Microsoft recently set the Guinness World Record for the maximum number of developers (2500+) coding for a single event at a common location (in my hometown, Bangalore) for over 18 hours. I was a part of it and it was a lot of fun! We even had an anthem for the event :)
If you haven’t started yet, and want to be a part of this huge developer opportunity, you may like to have a look at some learning material to get started!
Going over the many applications that the participants built, I found a common issue that they faced.
They found it difficult to handle the snapped view.
Normally, the Windows Store App would run in a full-screen mode, and this is one of the good things about it. Your app gets the entire screen!
However, there are times when you’d like to keep an eye on your email or chat with a friend while working on another app.
Snapped view is a neat way of keeping your Windows Store app in foreground while you are working on something else. I use it very often with the Windows Mail app or the Messaging app, and it’s been very helpful.
Well, they started with the File –> New –> Project and started with a Blank App, as their app wasn’t really showing large amounts of data and was mostly a single page app.
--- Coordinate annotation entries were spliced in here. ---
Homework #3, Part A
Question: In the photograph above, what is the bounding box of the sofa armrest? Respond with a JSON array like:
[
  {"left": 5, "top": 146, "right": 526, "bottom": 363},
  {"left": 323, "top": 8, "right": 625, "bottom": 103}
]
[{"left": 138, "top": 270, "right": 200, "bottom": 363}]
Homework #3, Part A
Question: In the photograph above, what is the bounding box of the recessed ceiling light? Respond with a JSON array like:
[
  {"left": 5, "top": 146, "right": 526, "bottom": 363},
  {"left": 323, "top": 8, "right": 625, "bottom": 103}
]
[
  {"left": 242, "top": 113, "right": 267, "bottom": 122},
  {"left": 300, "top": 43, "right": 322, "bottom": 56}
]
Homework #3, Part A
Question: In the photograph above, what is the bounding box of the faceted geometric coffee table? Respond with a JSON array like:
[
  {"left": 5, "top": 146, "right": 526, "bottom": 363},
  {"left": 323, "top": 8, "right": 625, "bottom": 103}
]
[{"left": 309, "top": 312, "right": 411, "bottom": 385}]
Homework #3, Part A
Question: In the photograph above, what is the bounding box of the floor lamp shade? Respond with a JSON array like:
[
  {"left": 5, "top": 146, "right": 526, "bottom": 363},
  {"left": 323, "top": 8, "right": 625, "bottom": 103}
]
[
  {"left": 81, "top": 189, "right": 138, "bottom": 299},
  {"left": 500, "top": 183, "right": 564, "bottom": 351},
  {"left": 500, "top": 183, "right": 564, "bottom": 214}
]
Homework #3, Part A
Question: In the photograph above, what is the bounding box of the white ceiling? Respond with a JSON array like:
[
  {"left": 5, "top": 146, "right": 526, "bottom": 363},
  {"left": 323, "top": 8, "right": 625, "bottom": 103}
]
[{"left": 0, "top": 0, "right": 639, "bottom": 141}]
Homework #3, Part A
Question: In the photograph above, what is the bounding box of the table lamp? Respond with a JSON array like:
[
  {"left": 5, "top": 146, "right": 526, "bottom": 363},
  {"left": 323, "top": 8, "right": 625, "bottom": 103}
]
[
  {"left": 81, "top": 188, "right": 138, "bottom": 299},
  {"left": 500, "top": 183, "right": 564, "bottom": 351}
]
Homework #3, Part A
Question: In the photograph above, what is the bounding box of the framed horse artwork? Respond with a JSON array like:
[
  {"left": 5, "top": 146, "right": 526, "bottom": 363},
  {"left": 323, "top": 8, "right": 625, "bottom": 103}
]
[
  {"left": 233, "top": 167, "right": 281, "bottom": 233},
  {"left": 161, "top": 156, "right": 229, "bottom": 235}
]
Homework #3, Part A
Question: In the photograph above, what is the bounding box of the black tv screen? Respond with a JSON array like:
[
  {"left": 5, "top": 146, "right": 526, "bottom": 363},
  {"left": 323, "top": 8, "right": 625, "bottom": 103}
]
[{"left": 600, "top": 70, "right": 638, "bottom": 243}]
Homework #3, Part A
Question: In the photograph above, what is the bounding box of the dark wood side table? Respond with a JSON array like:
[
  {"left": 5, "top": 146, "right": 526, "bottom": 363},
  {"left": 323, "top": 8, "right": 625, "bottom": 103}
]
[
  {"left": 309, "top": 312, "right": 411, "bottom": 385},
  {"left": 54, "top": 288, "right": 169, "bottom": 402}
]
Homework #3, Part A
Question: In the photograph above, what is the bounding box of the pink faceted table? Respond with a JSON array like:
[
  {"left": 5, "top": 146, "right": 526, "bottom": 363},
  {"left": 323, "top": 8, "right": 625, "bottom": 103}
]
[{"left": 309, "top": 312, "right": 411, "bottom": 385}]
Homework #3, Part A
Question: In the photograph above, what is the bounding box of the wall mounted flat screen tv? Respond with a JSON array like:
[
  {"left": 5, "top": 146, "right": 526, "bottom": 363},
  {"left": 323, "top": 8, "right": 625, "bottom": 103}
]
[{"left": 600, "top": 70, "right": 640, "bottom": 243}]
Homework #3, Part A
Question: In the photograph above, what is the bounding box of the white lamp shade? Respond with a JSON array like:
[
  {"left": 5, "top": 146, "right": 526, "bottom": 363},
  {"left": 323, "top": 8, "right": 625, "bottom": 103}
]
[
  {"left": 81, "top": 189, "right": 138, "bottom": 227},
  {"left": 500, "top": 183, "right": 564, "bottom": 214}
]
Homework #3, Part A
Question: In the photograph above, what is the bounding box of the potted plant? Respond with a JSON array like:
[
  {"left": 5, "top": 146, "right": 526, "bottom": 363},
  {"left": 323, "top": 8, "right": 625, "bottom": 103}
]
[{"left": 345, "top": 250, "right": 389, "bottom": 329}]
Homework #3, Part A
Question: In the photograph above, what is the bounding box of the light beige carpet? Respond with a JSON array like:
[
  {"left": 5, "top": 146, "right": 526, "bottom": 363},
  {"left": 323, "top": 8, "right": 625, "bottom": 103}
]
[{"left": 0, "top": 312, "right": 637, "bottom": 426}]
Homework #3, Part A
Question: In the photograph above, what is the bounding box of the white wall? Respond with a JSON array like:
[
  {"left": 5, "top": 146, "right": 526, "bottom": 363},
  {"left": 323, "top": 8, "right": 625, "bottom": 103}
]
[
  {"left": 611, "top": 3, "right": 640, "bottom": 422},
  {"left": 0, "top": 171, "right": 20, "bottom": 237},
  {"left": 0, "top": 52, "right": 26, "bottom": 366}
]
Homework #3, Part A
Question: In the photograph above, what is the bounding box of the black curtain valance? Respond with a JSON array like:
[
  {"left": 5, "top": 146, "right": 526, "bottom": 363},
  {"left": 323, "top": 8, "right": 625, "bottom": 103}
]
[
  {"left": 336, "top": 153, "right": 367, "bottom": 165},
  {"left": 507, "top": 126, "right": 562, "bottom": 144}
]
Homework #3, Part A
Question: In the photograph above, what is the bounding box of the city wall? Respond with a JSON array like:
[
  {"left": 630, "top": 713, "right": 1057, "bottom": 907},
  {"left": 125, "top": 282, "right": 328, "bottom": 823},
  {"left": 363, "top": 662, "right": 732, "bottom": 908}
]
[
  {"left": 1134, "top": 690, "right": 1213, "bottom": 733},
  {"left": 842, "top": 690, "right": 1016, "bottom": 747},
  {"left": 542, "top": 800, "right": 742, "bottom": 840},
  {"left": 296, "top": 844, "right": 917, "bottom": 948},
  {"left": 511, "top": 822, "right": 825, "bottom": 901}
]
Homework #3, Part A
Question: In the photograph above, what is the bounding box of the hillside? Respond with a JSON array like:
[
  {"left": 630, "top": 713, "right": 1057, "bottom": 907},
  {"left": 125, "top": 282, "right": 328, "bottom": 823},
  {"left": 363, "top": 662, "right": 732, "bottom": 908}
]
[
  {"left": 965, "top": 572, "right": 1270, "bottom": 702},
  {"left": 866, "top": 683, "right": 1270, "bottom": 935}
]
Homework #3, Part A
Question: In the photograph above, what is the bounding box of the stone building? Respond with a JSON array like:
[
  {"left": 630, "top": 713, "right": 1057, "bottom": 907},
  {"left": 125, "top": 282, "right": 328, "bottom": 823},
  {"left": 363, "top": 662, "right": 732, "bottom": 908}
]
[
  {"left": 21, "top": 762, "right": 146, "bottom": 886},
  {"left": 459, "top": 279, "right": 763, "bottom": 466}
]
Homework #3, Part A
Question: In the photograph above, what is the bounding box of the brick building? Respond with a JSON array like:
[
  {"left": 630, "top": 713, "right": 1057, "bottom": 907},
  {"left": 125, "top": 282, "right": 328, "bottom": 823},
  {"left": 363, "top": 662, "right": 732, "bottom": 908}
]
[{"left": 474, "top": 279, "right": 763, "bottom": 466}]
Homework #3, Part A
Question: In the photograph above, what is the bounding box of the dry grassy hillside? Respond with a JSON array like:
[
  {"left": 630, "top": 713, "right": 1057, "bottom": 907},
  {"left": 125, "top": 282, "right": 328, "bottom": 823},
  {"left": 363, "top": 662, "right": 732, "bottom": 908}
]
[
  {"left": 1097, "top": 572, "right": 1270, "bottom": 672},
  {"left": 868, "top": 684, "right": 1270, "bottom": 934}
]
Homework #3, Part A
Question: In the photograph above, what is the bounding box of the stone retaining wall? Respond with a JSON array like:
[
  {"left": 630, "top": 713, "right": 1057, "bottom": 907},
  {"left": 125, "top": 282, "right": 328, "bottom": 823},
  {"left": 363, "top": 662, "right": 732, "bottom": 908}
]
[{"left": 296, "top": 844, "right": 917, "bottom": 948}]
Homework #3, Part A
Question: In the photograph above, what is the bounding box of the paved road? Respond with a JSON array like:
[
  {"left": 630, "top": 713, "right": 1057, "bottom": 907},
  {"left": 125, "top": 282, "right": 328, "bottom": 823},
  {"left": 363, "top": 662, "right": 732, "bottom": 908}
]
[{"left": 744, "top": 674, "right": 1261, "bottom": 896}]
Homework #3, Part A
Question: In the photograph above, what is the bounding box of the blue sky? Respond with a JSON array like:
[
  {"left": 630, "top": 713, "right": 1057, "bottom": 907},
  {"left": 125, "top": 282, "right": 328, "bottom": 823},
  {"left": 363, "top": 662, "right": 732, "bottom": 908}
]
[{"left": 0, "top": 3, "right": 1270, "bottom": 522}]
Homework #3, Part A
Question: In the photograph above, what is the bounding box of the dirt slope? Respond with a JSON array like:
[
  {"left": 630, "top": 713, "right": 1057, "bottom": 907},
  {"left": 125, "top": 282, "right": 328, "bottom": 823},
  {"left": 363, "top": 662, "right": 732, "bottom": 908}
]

The Blank App template comes with an innocent looking MainPage.xaml, which happens to be the culprit. This page is a simple page or a “Blank page”. As a result, you’ll actually have to put in some work to handle the changes in the orientation or the different views.
The easiest solution is to replace your MainPage.xaml with a new “Basic Page”.
It’s gonna give you the following prompt if this is the first time you are adding a Basic Page to a Blank App.
Go ahead and say Yes! After all, in Visual Studio we trust! :)
It adds some files which does all the hard work for us.
The LayoutAwarePage.cs is the base class that the "Basic Page” derives from. The Basic Page also helps us with the Back button and a nice page title, all styles applied!
It must be pretty obvious by now why the “Layout Aware Page” is important :)
But to really have fun working with it, open the “Device Window” from the “Design” menu.
You should be able to see the Devices pane as shown below. The different views are presented along with the Portrait Orientation and as you switch between these, the design surface shows the results.
If you are from WPF/Silverlight background, you would know the concept of Visual States. This is what handles the different orientations at runtime. As soon as you switch between the different views or change orientation, the appropriate Visual State is entered. Earlier, we used to rely on Expression Blend to deal with Visual States. With VS 2012, you get this built in, which is always fun!
You can now check the “Enable state recording” checkbox and start manipulating the properties of the UI elements so that they look elegant in the different views.
Here, I’m only changing the font size of the “pageTitle” TextBlock when we enter the FullScreenLandscape mode to 72px instead of 56px.
You can do some really fancy UI stuff like having a completely different grid layout and toggling visibility when views are switched. You get the general idea, don’t you! :)
Thanks for reading and happy coding!